Perception of time is much more of a problem in our P vs J relationship.
Upon reflection, I'm going to elaborate on my response. Many years ago, my husband became the primary housekeeper when he was unemployed. It was not a good experience for either of us.

My husband suffers from "I'll have more time later" syndrome. I would come home and trace everything my husband and toddler had done all day. The half-finished toy train set, the half-finished dishes, the half-finished laundry, etc.. I had a high-pressure job in which I had to juggle many projects in different stages (construction mortgages) and sometimes the sight of all of the half-finished projects around the house would send me over the edge. When I came home he would jump into action, but I couldn't understand why he couldn't clean things up before I arrived.

My husband was receiving career counseling and took the MBTI test. I finally realized why we had so many conflicts; he doesn't view time with the same lens that I do.

We do experience some conflict regarding household organization when it comes to time-sensitive projects. We have learned to compromise. He has learned the benefits of making to do lists and I have learned to remind him nicely to do things. I have to let him do things his own way, even if that means doing an entire project right before it's due rather than doing it in little bits over time. Sometimes I have to sit on my hands and bite my tongue, but it still gets done.

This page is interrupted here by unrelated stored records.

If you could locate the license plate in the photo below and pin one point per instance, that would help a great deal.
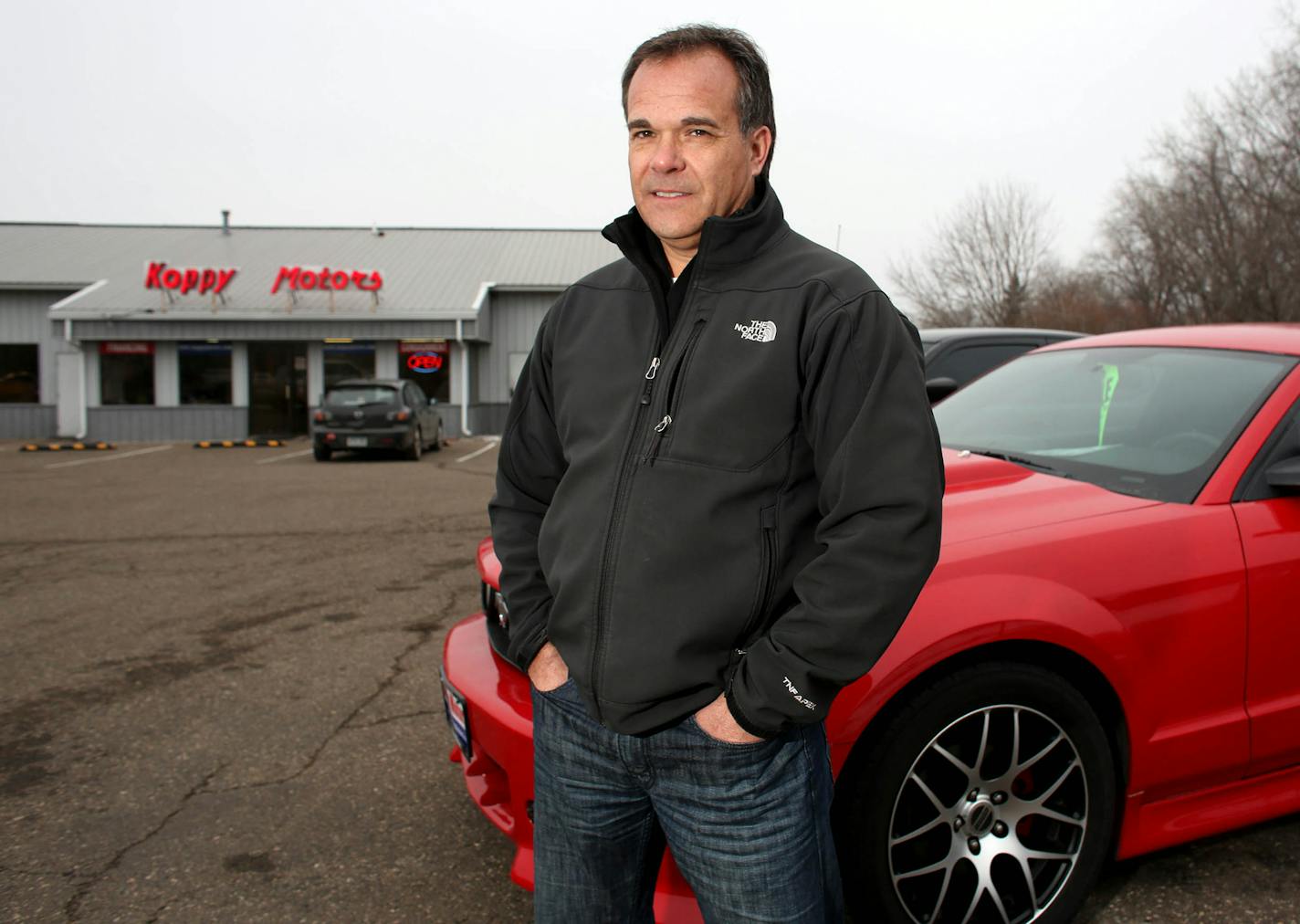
(457, 716)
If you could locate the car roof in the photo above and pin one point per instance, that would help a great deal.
(948, 333)
(367, 383)
(1263, 338)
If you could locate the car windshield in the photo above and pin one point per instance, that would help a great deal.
(356, 395)
(1149, 421)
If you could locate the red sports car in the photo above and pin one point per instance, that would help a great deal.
(1103, 663)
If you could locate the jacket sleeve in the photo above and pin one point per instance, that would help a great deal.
(880, 478)
(529, 467)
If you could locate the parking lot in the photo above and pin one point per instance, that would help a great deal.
(218, 699)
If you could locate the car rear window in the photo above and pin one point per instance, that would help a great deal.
(1149, 421)
(354, 396)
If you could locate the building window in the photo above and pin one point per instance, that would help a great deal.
(204, 373)
(125, 373)
(428, 365)
(347, 360)
(20, 373)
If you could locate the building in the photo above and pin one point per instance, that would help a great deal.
(155, 333)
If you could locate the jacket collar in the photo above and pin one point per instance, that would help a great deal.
(726, 241)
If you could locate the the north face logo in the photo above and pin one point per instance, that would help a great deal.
(763, 331)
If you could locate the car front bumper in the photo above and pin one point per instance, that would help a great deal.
(347, 438)
(498, 772)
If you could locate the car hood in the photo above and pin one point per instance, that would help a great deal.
(983, 497)
(990, 497)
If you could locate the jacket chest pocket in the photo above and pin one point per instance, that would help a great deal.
(732, 398)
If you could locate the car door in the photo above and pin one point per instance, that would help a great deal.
(1269, 522)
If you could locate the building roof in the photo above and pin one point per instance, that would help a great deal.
(428, 272)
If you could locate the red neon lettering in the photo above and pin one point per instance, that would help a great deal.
(424, 362)
(288, 275)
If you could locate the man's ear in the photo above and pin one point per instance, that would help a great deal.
(760, 146)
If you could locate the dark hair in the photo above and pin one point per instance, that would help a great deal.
(753, 98)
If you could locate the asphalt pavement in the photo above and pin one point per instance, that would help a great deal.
(218, 700)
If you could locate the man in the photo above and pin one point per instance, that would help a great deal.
(717, 499)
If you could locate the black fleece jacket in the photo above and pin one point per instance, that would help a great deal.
(745, 503)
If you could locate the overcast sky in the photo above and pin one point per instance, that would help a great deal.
(505, 113)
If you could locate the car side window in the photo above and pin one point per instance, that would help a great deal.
(1284, 444)
(962, 364)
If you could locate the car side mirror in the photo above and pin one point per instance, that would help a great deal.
(1284, 475)
(938, 389)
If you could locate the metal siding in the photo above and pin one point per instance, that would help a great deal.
(24, 319)
(515, 318)
(26, 421)
(488, 419)
(160, 329)
(151, 424)
(425, 269)
(450, 419)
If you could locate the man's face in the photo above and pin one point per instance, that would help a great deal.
(687, 153)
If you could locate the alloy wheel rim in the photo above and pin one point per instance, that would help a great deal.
(990, 820)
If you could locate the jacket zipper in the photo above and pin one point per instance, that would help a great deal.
(766, 574)
(620, 490)
(670, 404)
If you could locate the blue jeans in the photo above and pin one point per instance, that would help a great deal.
(749, 824)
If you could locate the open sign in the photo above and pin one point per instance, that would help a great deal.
(425, 362)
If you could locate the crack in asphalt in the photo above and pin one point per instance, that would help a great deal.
(388, 719)
(168, 903)
(426, 635)
(42, 874)
(72, 910)
(450, 522)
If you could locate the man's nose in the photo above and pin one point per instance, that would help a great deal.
(667, 155)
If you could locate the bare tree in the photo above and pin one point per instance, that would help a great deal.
(1211, 230)
(984, 263)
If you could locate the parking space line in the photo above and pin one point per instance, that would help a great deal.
(491, 445)
(281, 457)
(110, 457)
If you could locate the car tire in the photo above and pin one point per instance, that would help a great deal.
(991, 795)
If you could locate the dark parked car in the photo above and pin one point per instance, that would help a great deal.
(376, 414)
(957, 355)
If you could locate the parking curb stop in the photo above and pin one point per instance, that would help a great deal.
(238, 444)
(65, 447)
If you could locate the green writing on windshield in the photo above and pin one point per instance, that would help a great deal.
(1109, 381)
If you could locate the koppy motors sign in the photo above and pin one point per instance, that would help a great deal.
(309, 278)
(189, 278)
(204, 279)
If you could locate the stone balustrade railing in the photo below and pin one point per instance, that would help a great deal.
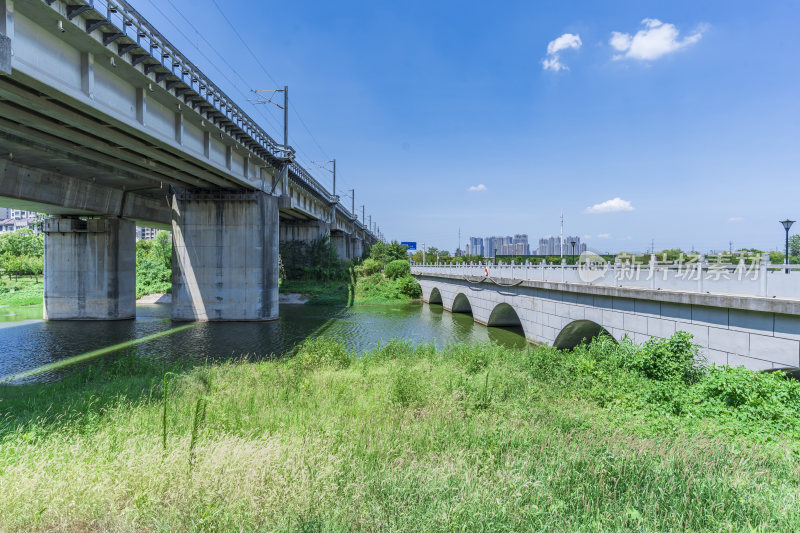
(755, 279)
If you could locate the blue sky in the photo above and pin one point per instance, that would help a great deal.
(683, 126)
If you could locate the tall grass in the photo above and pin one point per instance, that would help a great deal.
(406, 438)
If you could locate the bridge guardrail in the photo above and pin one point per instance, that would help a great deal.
(122, 19)
(760, 279)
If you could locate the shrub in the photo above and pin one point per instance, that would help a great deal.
(368, 267)
(322, 352)
(670, 359)
(397, 269)
(409, 287)
(385, 252)
(753, 395)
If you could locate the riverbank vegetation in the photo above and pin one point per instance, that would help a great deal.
(314, 269)
(468, 437)
(154, 265)
(21, 254)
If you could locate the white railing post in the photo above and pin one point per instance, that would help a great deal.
(653, 271)
(700, 262)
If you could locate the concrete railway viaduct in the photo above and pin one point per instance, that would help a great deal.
(104, 124)
(739, 314)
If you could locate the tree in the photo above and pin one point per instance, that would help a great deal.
(162, 248)
(383, 252)
(21, 242)
(794, 245)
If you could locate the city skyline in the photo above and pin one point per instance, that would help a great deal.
(585, 121)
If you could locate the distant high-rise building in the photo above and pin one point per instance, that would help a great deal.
(475, 246)
(145, 233)
(550, 245)
(579, 247)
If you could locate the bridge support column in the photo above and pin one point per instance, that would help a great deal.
(355, 247)
(224, 256)
(342, 243)
(89, 269)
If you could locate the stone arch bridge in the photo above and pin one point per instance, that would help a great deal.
(554, 306)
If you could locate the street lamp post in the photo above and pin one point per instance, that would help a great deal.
(786, 225)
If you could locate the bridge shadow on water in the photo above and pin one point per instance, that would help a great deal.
(92, 385)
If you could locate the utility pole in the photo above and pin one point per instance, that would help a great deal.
(286, 115)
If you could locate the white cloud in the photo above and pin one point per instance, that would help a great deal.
(565, 42)
(657, 39)
(614, 205)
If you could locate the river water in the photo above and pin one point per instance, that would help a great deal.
(27, 342)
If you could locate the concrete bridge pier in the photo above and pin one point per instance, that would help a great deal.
(224, 256)
(89, 269)
(357, 247)
(343, 245)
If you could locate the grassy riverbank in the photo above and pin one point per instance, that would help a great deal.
(477, 438)
(21, 291)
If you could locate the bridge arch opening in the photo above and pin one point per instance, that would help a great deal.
(505, 327)
(579, 332)
(504, 316)
(461, 304)
(435, 297)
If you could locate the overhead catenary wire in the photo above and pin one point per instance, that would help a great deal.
(301, 155)
(269, 118)
(293, 108)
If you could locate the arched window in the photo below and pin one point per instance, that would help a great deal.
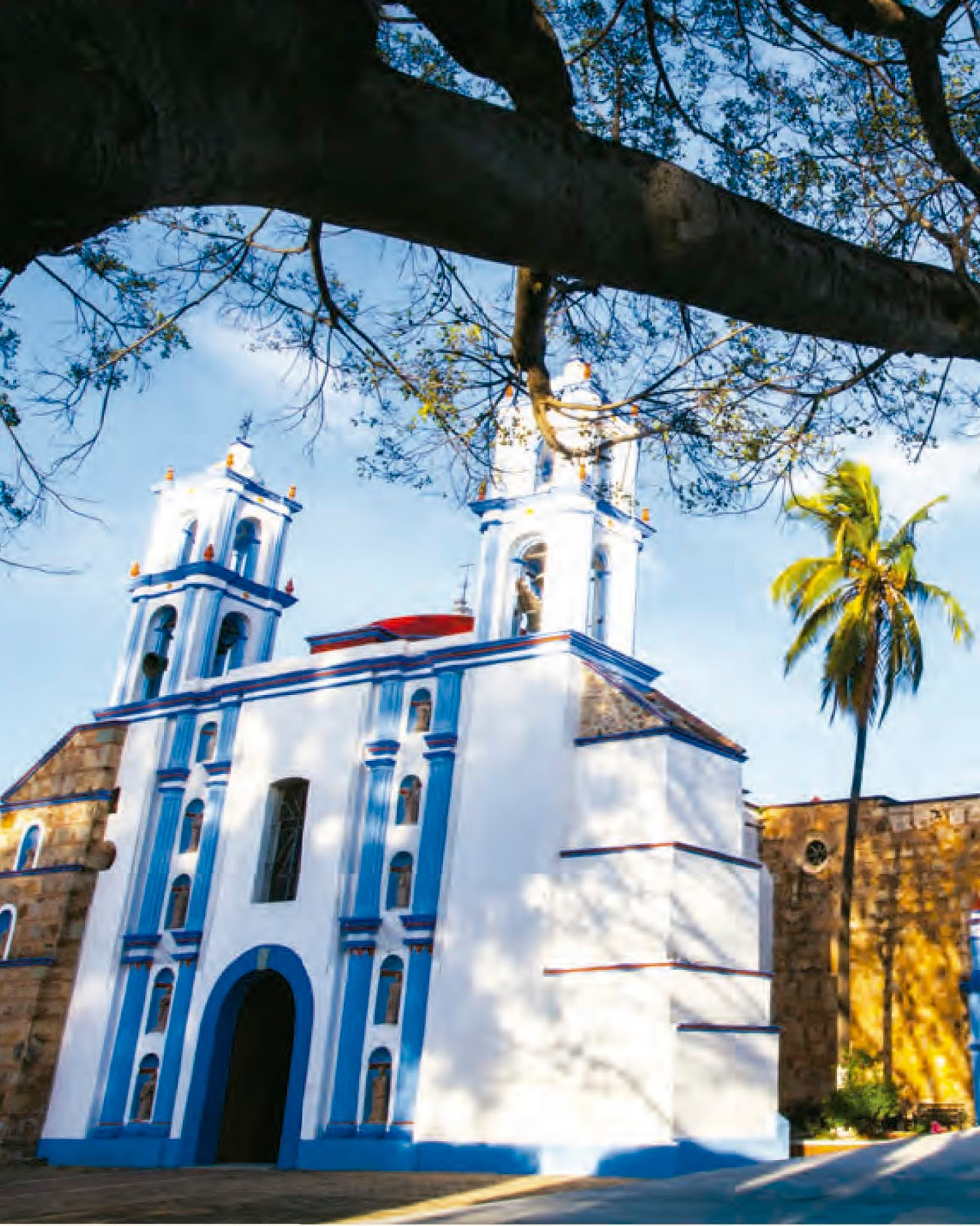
(145, 1090)
(279, 878)
(598, 595)
(8, 921)
(179, 900)
(420, 711)
(410, 801)
(545, 464)
(30, 849)
(529, 588)
(230, 651)
(208, 741)
(245, 549)
(388, 1002)
(159, 1013)
(159, 638)
(190, 828)
(399, 882)
(188, 537)
(378, 1087)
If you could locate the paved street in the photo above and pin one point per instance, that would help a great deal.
(927, 1180)
(37, 1193)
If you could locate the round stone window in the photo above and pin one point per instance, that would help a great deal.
(814, 855)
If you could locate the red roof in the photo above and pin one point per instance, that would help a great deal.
(415, 625)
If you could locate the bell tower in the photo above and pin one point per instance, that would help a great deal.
(208, 596)
(561, 536)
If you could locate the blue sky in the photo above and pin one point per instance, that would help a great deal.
(365, 549)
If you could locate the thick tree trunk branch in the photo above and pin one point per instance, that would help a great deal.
(124, 116)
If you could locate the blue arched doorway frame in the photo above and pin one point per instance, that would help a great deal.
(206, 1095)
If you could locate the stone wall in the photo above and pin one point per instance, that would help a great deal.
(916, 872)
(52, 901)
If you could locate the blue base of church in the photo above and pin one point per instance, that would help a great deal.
(381, 1154)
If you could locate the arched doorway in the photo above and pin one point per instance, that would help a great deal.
(204, 1110)
(257, 1076)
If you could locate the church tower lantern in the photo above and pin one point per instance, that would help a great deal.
(561, 536)
(208, 598)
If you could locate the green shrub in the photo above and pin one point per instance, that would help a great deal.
(865, 1101)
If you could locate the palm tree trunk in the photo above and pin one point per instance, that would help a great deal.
(847, 894)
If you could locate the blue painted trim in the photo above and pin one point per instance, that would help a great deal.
(583, 494)
(369, 892)
(432, 840)
(674, 733)
(182, 742)
(350, 925)
(267, 641)
(345, 1103)
(214, 1042)
(475, 655)
(173, 676)
(43, 870)
(202, 667)
(116, 1101)
(159, 870)
(129, 1149)
(206, 856)
(140, 939)
(412, 1038)
(173, 1045)
(212, 570)
(227, 731)
(101, 794)
(688, 849)
(173, 775)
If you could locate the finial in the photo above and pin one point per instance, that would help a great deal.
(461, 605)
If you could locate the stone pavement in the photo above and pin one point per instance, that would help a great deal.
(37, 1193)
(926, 1180)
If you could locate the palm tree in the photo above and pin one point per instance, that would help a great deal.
(860, 598)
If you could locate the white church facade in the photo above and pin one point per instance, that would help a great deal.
(449, 893)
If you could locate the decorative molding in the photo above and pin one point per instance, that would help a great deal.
(202, 569)
(379, 668)
(712, 1028)
(42, 870)
(700, 968)
(101, 794)
(690, 849)
(674, 733)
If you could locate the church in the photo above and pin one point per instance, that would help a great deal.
(451, 892)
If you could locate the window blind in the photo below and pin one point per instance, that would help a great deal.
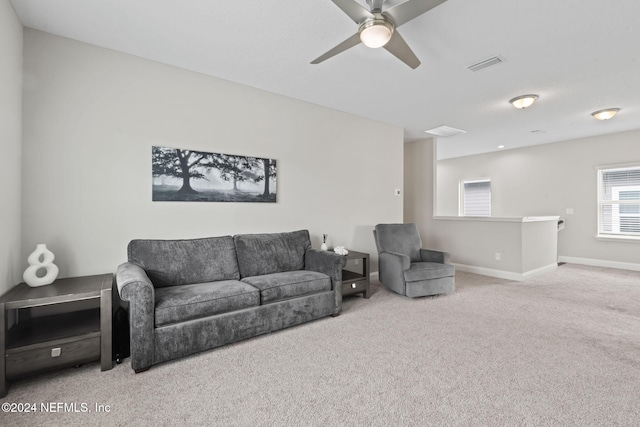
(619, 201)
(476, 198)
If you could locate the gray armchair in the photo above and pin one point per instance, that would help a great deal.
(406, 268)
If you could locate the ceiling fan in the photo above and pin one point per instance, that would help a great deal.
(377, 28)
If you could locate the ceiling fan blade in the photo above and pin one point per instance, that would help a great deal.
(348, 43)
(405, 12)
(354, 10)
(401, 50)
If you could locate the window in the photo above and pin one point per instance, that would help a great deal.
(619, 202)
(476, 197)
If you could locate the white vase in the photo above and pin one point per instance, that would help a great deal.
(41, 258)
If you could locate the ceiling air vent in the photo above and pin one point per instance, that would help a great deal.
(489, 62)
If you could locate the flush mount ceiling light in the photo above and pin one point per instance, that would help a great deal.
(376, 32)
(605, 114)
(445, 131)
(523, 101)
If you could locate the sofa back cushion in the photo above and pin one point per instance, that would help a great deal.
(271, 253)
(183, 262)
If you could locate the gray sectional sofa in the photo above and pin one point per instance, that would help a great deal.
(186, 296)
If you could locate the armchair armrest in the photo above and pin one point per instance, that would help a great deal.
(135, 287)
(391, 267)
(428, 255)
(331, 264)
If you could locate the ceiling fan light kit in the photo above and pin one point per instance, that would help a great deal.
(605, 114)
(523, 101)
(375, 32)
(378, 28)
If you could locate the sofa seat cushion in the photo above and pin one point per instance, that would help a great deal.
(180, 303)
(428, 270)
(280, 286)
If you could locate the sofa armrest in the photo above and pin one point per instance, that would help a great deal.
(391, 267)
(331, 264)
(428, 255)
(135, 287)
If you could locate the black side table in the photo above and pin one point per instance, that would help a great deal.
(61, 337)
(356, 282)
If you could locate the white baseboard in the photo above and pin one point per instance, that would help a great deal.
(600, 263)
(502, 274)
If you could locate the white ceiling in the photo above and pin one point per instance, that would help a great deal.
(577, 55)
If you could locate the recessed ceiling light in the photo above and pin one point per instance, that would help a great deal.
(523, 101)
(605, 114)
(445, 131)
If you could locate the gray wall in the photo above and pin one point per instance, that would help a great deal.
(548, 180)
(10, 137)
(92, 116)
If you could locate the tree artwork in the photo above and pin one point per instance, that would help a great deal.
(190, 175)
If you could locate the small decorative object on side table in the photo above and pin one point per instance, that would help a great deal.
(355, 283)
(65, 338)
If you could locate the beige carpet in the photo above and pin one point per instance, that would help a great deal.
(562, 349)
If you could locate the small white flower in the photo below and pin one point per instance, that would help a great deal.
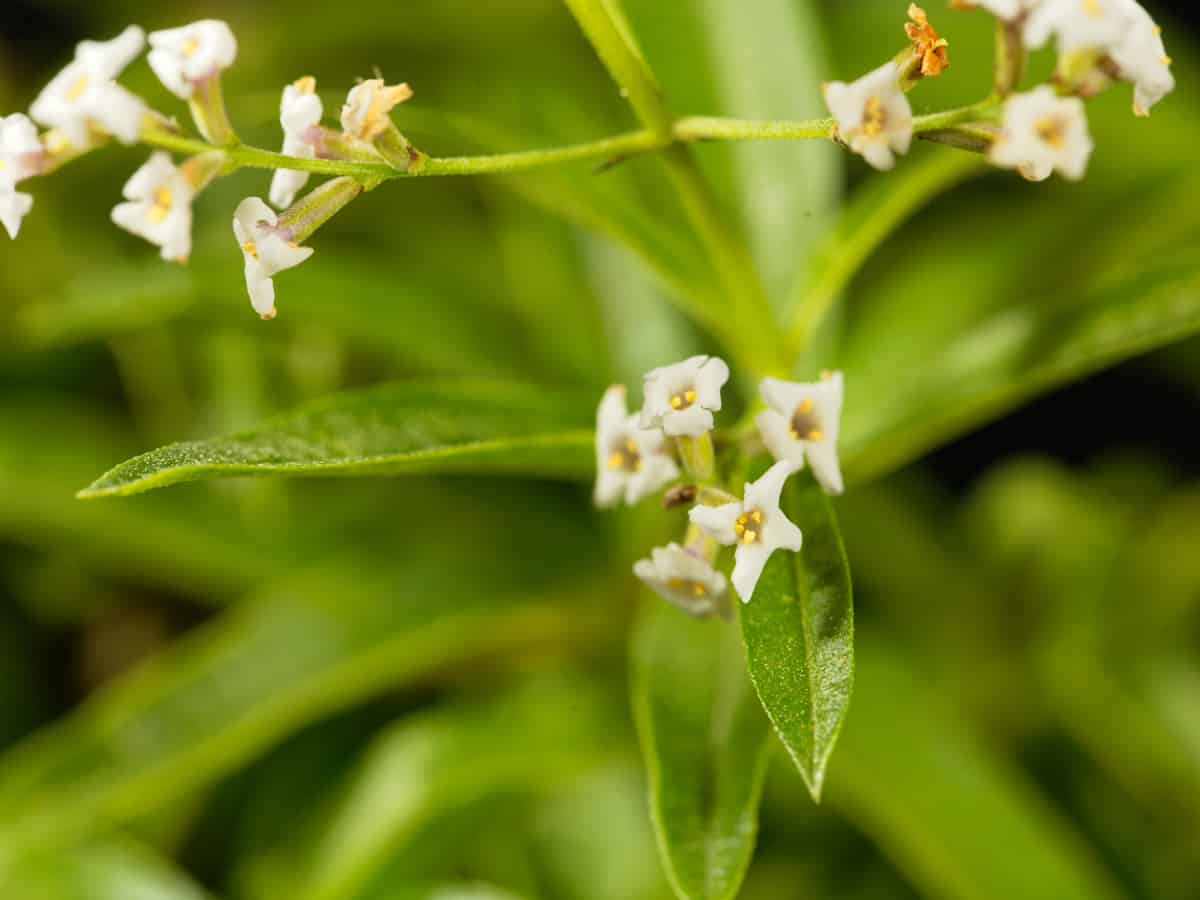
(630, 461)
(185, 57)
(160, 207)
(1141, 58)
(873, 114)
(1044, 132)
(683, 579)
(756, 526)
(268, 250)
(300, 111)
(84, 97)
(803, 423)
(682, 399)
(1079, 24)
(367, 107)
(21, 154)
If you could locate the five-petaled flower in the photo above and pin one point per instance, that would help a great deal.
(1043, 132)
(268, 250)
(756, 526)
(300, 111)
(83, 101)
(159, 207)
(185, 57)
(631, 462)
(21, 155)
(367, 106)
(873, 114)
(803, 424)
(682, 399)
(683, 579)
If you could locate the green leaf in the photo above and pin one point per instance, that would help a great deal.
(1011, 357)
(706, 747)
(281, 661)
(960, 822)
(799, 635)
(114, 870)
(527, 738)
(409, 427)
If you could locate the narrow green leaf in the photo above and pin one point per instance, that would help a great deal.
(706, 747)
(960, 822)
(799, 635)
(114, 870)
(407, 427)
(527, 738)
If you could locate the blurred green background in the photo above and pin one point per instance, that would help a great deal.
(418, 688)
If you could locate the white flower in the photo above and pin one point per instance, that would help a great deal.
(268, 250)
(873, 114)
(21, 154)
(367, 107)
(756, 526)
(185, 57)
(682, 399)
(160, 207)
(630, 461)
(300, 111)
(84, 97)
(683, 579)
(803, 423)
(1141, 58)
(1043, 132)
(1079, 24)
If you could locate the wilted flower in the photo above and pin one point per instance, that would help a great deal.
(631, 461)
(682, 399)
(185, 57)
(300, 111)
(803, 424)
(873, 115)
(683, 579)
(365, 114)
(756, 526)
(21, 154)
(1043, 132)
(160, 207)
(83, 97)
(267, 249)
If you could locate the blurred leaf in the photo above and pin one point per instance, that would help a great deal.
(994, 365)
(528, 738)
(268, 667)
(408, 427)
(957, 820)
(115, 870)
(706, 747)
(799, 635)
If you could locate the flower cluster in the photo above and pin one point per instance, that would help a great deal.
(1038, 132)
(635, 459)
(83, 107)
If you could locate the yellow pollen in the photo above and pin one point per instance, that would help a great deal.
(749, 527)
(163, 199)
(77, 89)
(683, 399)
(625, 456)
(875, 118)
(693, 587)
(1050, 130)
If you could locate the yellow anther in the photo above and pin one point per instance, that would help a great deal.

Edit: I should count my blessings. At least I don't have to pick up his dirty socks and underwear.
Thanks for the explanation.
INFPs can be very good at organizing and cleaning the house. We just find it difficult to maintain. We're not bothered by a dirty dish in the sink or a little clutter. If I have guests coming over, I can clean the whole house in an hour, but I'll be stressed doing it. When it comes to unfinished tasks, let me explain. Because INFPs are highly intuitive, we have all kinds of thoughts coming through our minds at all times. If I'm washing the dishes, I'll be halfway through and think "Oh, I need to the laundry." I'll leave the dishes there to put a load in, then think of something else that needs to be done, do it, and then I'll have forgotten about the dishes and moved on to something else. It's frustrating! I like being intuitive, but sometimes I wish I could stay focused on one thing at a time.